Classified documents were stolen from high levels of the Indian government by hackers over the course of several months, according to a report released on Monday night by researchers from the University of Toronto.
The researchers, from the Citizen Lab at the Munk Centre for International Studies, traced the botnet (a network of compromised computers) used in the attacks to hackers based in China, but say there isn’t any evidence linking the activity to the Chinese government. Their report reveals how the hackers made sophisticated use of social media sites to control their botnet, making it much harder to trace and shut down.
The compromised documents included confidential assessments of India’s international relations with West Africa and the Middle East, visa applications, and personal information concerning a member of the Directorate General of Military Intelligence. The attackers also broke into systems belonging to academics, journalists, and the offices of the Dalai Lama–they were able to obtain a year’s worth of the Dalai Lama’s e-mail, and academic reports on several Indian missile systems.
Many of the techniques used by the attackers have been employed by other spy networks, including GhostNet, which was revealed by the same researchers last year, and the recent attacks on Google. As before, the attackers stole data by sending malware targeted to specific individuals within an organization. The malware then connected compromised computers to a botnet commanded by the attackers that issued instructions and funneled the stolen data to servers where attackers could access it. “Antivirus systems are not terribly effective against these targeted attacks,” says Greg Walton, a SecDev Fellow at the Citizen Lab who researched the attacks.
However, this time attackers also used cloud-based websites to make it harder to shut down their botnet’s command-and-control infrastructure. Ron Deibert, director of the Citizen Lab, said in a press conference that the way that attackers use social media sites to shield their malicious activity reveals the “dark, hidden core” of cloud services.
After a computer was infected with malware, it would check in with the botnet for orders. Usually that would mean contacting a server controlled by the attackers. But in this case, infected computers were programmed to access social sites including Twitter, Baidu blogs, and Google Groups, where they were directed to the URL of a control server. Using the social sites allowed attackers to move their operations whenever part of their infrastructure was shut down, explained Nart Villeneuve, who is a senior SecDev research fellow at Citizen Lab, at the press conference. It also kept network administrators from becoming suspicious.

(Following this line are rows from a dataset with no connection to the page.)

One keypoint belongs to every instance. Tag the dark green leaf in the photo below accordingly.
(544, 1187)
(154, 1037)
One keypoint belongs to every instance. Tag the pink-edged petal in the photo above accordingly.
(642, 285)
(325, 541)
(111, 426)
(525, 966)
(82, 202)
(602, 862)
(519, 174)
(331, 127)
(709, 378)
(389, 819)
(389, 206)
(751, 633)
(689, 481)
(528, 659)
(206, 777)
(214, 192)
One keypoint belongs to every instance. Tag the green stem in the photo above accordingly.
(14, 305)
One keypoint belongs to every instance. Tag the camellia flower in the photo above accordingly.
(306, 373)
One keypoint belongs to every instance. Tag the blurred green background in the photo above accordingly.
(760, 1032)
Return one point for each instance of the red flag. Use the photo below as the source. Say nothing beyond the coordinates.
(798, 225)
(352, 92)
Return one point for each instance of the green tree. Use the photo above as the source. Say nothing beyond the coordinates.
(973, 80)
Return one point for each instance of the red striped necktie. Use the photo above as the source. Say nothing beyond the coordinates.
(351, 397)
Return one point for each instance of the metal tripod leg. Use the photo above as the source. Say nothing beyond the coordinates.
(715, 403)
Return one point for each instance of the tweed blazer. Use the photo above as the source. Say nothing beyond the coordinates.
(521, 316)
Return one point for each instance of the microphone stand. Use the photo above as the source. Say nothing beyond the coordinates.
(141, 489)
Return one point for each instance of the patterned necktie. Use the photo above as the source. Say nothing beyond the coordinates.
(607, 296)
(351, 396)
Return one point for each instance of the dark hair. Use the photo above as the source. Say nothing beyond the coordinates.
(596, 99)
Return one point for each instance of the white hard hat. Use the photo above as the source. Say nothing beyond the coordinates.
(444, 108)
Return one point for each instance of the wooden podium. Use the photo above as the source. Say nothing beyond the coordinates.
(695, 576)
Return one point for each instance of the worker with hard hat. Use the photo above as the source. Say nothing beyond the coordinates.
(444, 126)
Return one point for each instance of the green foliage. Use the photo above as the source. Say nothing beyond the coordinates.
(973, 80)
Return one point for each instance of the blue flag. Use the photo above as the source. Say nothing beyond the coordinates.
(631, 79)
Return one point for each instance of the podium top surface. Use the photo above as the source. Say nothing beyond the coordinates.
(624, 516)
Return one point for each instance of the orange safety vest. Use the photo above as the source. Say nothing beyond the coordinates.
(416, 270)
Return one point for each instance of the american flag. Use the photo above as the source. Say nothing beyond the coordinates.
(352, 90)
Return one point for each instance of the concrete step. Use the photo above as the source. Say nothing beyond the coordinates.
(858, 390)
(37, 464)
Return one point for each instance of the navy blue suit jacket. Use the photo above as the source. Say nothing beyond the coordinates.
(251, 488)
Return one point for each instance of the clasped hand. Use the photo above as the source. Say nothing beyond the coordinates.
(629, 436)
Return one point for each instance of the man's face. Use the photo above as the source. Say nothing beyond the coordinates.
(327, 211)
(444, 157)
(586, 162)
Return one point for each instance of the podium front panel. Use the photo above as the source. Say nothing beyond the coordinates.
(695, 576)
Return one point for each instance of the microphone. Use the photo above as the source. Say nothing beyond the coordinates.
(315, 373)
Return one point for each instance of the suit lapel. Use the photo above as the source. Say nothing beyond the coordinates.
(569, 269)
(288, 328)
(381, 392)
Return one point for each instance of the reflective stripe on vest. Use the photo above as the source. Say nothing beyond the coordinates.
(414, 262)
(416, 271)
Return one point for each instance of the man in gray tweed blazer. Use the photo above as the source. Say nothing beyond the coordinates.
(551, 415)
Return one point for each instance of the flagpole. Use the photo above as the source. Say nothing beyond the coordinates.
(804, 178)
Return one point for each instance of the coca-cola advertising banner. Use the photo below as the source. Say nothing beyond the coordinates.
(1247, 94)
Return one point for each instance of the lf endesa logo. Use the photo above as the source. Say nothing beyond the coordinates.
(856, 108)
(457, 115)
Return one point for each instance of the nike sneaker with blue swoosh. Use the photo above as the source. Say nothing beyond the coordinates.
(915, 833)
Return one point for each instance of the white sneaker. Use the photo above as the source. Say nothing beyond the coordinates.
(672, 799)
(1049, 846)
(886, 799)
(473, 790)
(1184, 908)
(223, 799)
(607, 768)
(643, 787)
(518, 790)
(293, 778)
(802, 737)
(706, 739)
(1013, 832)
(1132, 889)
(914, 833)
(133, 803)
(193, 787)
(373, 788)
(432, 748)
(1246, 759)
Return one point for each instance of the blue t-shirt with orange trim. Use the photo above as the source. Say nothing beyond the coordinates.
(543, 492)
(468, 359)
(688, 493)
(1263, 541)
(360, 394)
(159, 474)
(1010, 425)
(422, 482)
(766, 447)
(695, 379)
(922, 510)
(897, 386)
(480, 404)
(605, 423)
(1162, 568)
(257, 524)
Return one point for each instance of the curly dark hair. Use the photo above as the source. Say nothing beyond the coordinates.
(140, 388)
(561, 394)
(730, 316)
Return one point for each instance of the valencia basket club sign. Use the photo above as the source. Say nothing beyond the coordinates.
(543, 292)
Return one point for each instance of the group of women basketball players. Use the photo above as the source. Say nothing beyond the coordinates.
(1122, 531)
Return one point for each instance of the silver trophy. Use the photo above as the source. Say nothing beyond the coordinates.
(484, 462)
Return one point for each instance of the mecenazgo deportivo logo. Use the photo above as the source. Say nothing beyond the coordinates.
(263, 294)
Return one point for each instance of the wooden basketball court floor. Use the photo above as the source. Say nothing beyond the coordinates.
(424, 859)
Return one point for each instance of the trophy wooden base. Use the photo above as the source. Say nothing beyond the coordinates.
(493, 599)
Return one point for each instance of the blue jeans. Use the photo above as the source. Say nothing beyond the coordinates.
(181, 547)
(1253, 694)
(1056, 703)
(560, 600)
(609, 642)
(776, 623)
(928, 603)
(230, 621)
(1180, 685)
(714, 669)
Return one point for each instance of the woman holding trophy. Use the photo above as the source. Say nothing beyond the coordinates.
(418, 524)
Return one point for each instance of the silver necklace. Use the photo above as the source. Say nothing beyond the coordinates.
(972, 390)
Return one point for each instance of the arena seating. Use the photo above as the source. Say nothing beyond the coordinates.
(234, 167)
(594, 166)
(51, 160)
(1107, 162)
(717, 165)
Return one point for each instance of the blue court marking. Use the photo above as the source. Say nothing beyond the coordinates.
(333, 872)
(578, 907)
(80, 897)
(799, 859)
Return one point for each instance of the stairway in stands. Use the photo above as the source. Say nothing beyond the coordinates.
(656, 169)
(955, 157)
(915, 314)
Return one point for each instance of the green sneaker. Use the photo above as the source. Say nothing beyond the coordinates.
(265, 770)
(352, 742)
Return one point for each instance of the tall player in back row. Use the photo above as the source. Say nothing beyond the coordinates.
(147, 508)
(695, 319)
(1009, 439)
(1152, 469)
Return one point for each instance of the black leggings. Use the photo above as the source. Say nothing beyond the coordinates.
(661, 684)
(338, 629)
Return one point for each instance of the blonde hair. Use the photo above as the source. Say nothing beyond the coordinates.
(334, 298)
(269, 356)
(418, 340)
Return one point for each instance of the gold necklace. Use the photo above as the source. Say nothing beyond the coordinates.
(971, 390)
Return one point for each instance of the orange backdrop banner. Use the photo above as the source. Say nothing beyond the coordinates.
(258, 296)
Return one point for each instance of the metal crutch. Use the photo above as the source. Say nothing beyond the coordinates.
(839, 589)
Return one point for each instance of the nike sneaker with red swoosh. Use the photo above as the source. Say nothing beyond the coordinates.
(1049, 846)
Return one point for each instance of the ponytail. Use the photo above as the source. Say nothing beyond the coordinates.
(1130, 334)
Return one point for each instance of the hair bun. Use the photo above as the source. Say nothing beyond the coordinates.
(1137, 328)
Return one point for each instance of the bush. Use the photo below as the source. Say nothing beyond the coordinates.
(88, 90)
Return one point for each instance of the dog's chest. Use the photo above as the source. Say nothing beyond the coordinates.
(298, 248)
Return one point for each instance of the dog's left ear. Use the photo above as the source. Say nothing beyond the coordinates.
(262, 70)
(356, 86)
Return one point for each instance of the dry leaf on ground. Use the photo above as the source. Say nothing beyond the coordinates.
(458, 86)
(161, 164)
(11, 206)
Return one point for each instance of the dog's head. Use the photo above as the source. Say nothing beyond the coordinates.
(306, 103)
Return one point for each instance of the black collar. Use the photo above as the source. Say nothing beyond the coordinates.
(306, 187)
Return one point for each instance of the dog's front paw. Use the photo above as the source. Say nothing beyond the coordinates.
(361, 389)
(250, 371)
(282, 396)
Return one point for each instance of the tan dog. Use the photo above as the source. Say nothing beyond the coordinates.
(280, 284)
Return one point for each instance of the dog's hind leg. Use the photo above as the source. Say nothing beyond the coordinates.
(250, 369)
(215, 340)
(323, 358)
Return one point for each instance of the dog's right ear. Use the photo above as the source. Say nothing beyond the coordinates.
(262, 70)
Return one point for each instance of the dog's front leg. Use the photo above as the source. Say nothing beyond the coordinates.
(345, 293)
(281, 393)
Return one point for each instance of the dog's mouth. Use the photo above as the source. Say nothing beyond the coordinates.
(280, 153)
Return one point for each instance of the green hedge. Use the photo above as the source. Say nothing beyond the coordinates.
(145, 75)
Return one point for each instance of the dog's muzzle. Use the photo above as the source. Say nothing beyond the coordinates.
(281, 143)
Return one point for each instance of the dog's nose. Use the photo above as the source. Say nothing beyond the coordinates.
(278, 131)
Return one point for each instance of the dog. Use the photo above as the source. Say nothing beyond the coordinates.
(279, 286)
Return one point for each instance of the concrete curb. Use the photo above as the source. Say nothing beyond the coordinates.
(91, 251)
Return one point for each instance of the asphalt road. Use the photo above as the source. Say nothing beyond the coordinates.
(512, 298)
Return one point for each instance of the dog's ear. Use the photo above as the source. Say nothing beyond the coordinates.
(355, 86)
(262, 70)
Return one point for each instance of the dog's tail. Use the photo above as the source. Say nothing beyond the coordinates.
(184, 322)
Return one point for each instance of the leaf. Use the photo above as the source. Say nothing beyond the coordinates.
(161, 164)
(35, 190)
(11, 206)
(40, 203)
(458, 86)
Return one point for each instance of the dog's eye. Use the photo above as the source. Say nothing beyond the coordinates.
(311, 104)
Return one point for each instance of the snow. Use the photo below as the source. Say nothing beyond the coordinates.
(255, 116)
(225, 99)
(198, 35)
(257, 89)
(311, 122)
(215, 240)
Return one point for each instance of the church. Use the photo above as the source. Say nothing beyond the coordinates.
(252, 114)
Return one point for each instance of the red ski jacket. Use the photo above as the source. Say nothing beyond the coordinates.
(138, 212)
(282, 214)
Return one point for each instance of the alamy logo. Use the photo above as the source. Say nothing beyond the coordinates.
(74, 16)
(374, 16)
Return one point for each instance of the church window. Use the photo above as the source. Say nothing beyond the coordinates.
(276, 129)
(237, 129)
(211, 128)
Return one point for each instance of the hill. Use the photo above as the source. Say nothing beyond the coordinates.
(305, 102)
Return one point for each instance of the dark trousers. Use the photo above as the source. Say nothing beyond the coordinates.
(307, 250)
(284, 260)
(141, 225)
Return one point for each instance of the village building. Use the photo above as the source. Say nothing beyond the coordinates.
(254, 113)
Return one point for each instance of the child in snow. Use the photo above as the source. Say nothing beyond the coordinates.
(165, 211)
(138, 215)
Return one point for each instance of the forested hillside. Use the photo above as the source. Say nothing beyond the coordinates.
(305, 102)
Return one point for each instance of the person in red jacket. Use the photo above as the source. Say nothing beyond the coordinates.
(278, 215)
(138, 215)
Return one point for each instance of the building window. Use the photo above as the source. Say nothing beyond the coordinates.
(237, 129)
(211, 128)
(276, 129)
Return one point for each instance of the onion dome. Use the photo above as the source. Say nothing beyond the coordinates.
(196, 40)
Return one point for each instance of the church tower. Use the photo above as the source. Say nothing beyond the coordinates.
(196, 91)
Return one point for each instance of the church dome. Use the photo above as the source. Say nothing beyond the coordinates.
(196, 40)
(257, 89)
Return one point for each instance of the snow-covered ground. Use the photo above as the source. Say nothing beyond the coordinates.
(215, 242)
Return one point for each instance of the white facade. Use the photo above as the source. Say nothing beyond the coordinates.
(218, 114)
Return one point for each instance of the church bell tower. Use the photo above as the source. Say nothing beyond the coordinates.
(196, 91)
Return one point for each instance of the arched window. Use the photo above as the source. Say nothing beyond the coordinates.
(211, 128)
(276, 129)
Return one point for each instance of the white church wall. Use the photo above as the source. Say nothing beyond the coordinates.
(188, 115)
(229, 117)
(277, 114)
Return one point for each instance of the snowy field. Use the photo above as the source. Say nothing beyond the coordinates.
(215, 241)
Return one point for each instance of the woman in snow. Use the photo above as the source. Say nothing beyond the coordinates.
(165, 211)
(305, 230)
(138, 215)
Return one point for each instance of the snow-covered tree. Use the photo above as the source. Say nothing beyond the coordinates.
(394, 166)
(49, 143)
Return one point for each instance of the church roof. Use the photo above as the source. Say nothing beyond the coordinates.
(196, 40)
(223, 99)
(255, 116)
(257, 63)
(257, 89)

The attackers also made innovative use of Yahoo’s e-mail application programming interface, Villeneuve said. Their malware instructed infected computers to connect to attackers’ Yahoo mail accounts through this interface, then report on their name, operating system, and IP address. The attackers also used this connection to install additional malware on the computer, and to issue commands. Villeneuve says that this system served mainly as a backup for the attackers, in case the Web-based infrastructure was disabled.
Brett Stone-Gross, a researcher at the University of California, Santa Barbara, who studies botnets, says the report shows a shift in strategy for controlling botnets. Not only does it make it harder for administrators to see that traffic is going to the botnet, he says, but it also makes it harder for them to stop it. Administrators generally can’t blacklist a site such as Twitter or Google Groups without causing too much pain to legitimate users, he points out. Stone-Gross compares the practice to spammers’ use of legitimate Gmail, Yahoo, and Hotmail accounts, which have so much legitimate activity that organizations can’t block the domains to filter out malicious e-mail.
Deibert added at the press conference that, while the research suggests that the hackers behind the attacks are based in China, there isn’t hard evidence that the Chinese government was involved. “We’re eager to work with those parts of the Chinese government that want to solve this,” he said, adding that they’ve been cooperating with China’s Computer Emergency Readiness Team (CERT).
However, Deibert criticized the governments hoping to engage in cyber espionage and warfare. “There is a very real arms race in cyberspace, of which this report is but one small example,” he said. The researchers expect that some of the information stolen by the botnet will make it to the Chinese government through some channel, even if the government did not order the attacks.